Here are the system elements most crucial for AI performance:
|CPU||Operates the virtual machine or containers, sending code to GPUs, and I/O operations. Modern CPUs can also accelerate ML and DL inference. Hence, they are useful for production AI workloads that feature models earlier trained on GPUs.|
|GPU||Responsible for training ML and DL algorithms. It also often handles inference. Modern GPUs have high-bandwidth memory modules embedded, which are much faster than regular DDR4 or GDDR5 DRAM. Hence, a system featuring 8 GPUs has 256-320 GB of high-bandwidth memory.|
|Memory||Since AI operations mainly run on the GPU, the system’s memory isn’t normally a bottleneck. Usually, servers have about 128-256 GB of DRAM.|
|Network||AI systems are commonly clustered for better performance and have Ethernet interfaces of 10 Gbps or higher.

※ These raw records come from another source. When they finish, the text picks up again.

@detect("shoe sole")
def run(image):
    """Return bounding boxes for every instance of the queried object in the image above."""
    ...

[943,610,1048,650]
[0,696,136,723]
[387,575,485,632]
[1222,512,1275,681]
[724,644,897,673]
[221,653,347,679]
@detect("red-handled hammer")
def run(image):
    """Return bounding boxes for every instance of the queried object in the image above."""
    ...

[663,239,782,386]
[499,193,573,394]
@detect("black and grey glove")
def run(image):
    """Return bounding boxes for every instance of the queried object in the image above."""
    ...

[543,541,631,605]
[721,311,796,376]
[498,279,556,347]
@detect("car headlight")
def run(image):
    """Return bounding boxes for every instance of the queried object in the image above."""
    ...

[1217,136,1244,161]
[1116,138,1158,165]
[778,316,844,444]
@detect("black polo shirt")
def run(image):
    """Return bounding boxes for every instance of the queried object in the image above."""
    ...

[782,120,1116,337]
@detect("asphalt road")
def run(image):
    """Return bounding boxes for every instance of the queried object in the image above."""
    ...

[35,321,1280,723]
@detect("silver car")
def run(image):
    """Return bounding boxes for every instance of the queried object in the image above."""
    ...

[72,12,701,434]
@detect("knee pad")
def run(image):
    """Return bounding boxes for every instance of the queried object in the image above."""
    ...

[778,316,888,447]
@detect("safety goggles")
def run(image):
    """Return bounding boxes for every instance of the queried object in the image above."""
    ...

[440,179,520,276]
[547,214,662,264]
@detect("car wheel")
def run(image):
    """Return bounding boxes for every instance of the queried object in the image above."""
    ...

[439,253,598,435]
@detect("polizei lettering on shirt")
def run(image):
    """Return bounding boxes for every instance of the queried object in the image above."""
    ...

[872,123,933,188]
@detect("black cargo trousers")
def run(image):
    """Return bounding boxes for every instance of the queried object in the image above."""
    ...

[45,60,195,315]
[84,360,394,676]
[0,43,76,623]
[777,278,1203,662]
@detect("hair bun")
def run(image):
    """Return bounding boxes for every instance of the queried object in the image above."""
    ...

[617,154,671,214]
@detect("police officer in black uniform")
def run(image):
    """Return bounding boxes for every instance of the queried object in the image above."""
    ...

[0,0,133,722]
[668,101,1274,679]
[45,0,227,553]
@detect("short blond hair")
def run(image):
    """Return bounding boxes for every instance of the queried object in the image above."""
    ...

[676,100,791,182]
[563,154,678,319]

Certain systems also have dedicated GPU interfaces supporting intercluster communications.|
|Storage Speed||The data transfer speed between storage and computation resources affects the performance of AI workloads. Hence, NVMe drives are mostly preferred over SATA SSDs.|
MLOps can be hosted both on-premises and in the cloud:
Cloud-based MLOps provides access to a variety of managed services and features. Leading cloud providers let you run MLOps processes in the cloud, providing the tools and computing power you need, without having to procure and set up hardware and build an in-house ML environment. Here are examples of services provided by the leading cloud providers:
- Amazon SageMaker is an ML platform that helps you build, train, manage, and deploy machine learning models in production-ready ML environments. SageMaker accelerates experiments with specialized tools for labeling, data preparation, training, tuning, and administrative monitoring.
- Azure ML is a cloud-based platform for training, deploying, automating, managing, and monitoring any machine learning experiment. Like SageMaker, it supports supervised and unsupervised learning.
- Google Cloud is an end-to-end, fully managed platform for machine learning and data science. There are features to help you manage ML services and create efficient ML workflows for developers, scientists, and data engineers. The platform enables fully automated machine learning lifecycle management.
On-premises MLOps requires the deployment of resources such as multi-GPU AI workstations in the on-premise data center. For large-scale AI initiatives, this may require software to enable the orchestration of clusters of computational nodes, such as Kubernetes.
In this article, I explained the basics of MLOps, and how it impacts organizations and their data centers. I described the key elements of AI hardware infrastructure:
- CPU – modern CPUs can be used to accelerate certain types of ML models.
- GPU – essential for running deep learning and some ML algorithms at scale.
- Memory – becoming a non-critical resource due to reliance on GPU on-board memory.
- Network – fast network connections are needed between GPU clusters.
- Storage – data transfer speed affects AI workload performance, requiring NVMe drives.
Lastly, I explained how AI infrastructure can be set up in the cloud vs. on-premises. I hope this will be useful as you plan the data center requirements for your organization’s AI initiatives.